Essay: Archiving of objects using digital tools

This information was written to assist a family in the recording of their assests for all to use. I thought it may be helpful for a wider audience.

Assess

The first step in this process is to determine the size of the collection and most importantly the sorting out the items that are critical for archiving from those that are not.

Categorise

Group the objects into an order that is logical. During this phase it is sensible to place the items, where possible, into archival bags. We use and recommend Albox archival containers.

Itemise

Number the items in a logical sequence and record a log of the items ideally directly into a database. We use and recommend Filemaker Pro or Bento. Microsoft Access is also a reasonable choice. The reason why it is important to enter the items directly into a database is to avoid double handling and thus potential mistakes.

The database should contain a field for metadata. Metadata is additional information about the item, it should be in the form of simple words that concisely say what you wish to say. Metadata should also be planned to minimise the same tag being written several different ways. For example; Benjamin J Smith being recorded as Ben Smith, BJ Smith, Ben, B. Smith. A metadata tag may be something as simple as a person’s name, a location, a sentimental note, or possibly a longditude-latitude, or all of these.

Barcoding is becoming a useful tool for this process. A barcode is simply a font that a hand held optical device can read, so you would print sticky barcode labels and apply them to the bags, then associate the bag with the database entry.

Digitise

There are four different methods we use:

  1. Low resolution capture just to record item for general identification. This can be done by anyone with a simple digital camera and a moderate amount of light.
  2. Capture or documents that will allow them to be read on screen, or potentially optical character recongnised (OCR), that is convert the image to computer text for searching. We use either a camera or a document scanner.
  3. Capture for closer examination. This should be done with careful lighting and camera control so the object can be reproduced to a reasonable standard. We use a 14 megapixel DSLR with a macro lens with either flash light or electronically ballasted fluros.
  4. Capture for high quality reproduction. This requires special equipment and lighting. It can be used to make a near perfect facimilie of the original, it will also allow for close inspection. We use a Betterlight 200 megapixel 5x4inch camera with eclectronically ballasted fluros.
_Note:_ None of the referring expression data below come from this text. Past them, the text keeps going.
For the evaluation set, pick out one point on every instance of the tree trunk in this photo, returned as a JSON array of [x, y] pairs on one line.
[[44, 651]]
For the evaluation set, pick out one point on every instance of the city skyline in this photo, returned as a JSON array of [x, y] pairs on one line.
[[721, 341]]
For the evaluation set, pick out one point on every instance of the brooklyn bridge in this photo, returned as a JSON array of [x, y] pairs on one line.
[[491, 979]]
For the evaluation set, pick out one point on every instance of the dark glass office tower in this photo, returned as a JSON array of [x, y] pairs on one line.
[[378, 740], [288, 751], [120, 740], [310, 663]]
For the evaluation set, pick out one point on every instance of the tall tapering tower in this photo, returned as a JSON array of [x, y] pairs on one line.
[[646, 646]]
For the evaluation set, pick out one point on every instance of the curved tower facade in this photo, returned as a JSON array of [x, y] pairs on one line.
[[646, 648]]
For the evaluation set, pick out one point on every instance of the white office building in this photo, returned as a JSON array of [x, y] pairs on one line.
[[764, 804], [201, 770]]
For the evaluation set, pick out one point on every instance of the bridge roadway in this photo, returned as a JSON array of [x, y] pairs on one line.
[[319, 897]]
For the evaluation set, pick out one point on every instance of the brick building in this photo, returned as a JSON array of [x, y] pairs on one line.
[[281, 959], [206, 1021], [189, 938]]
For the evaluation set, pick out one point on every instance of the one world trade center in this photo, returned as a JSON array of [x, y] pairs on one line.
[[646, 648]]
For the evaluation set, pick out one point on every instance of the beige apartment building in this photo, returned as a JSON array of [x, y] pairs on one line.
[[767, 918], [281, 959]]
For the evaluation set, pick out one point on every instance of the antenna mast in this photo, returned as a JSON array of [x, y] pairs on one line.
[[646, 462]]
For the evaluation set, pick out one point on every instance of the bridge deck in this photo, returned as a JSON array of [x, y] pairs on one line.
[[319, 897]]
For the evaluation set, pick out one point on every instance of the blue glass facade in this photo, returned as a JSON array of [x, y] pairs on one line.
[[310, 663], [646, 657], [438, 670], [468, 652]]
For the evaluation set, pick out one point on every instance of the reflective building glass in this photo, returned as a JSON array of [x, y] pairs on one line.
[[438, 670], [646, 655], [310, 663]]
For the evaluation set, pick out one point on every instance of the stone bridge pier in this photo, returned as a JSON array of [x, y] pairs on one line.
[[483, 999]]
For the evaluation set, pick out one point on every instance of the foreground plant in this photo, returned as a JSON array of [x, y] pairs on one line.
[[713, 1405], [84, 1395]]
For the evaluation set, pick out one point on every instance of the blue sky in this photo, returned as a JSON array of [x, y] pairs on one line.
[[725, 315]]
During the digitisation proces the order that the objects are copied in is critical so the the captures can be synchronised with the item database. In an ideal world, as the items are captured they are saved with the filename that matches the database entry.

Metadata tagging

You may have added these “tags” to the database during the itemise stage, however it is a good practise to tag the image files as they are reviewed, this way the tags remain with the digital images even when separated from the database. I would go so far as to not add the tags during the itemising stage, and add them after the digital images are taken, this way the person making the tags would need only view the pictures, hence the whole process is more portable, and they objects are handled as little as possible.

Metadata tags can be added to digital image files using most popular image editing applications such as Adobe Photoshop, Bridge, Lightroom, and Elements.

Archive digital data

This has two objectives: one to protect the data from being lost, and secondly to allow the data to be updated as family members engage with it. This can be achieved in the following way:

  1. The original work is kept both on hard disks (in two locations), and on an archival CD or DVDs, these will be the masters, the copies will need to be checked periodically that they still can be read.
  2. The database and images are kept at a third party hosting service that allows for web interaction, these services typically keep back ups of their own, however downloading the work to a local machine periodically and then making multiple disk versions as in point 1. will keep the archive version fresh.

Reproducing

While archiving the digital data is essential, one has to be careful that the media it is stored on is legible into the future, we have already seen the rapid rise and fall of several formats, many now are not readable, and some users have experienced the data disappearing. Multiple physical copies of the work is the proven ideal storage method. However I would suggest that it is not essential to print everything, just the items of most interest.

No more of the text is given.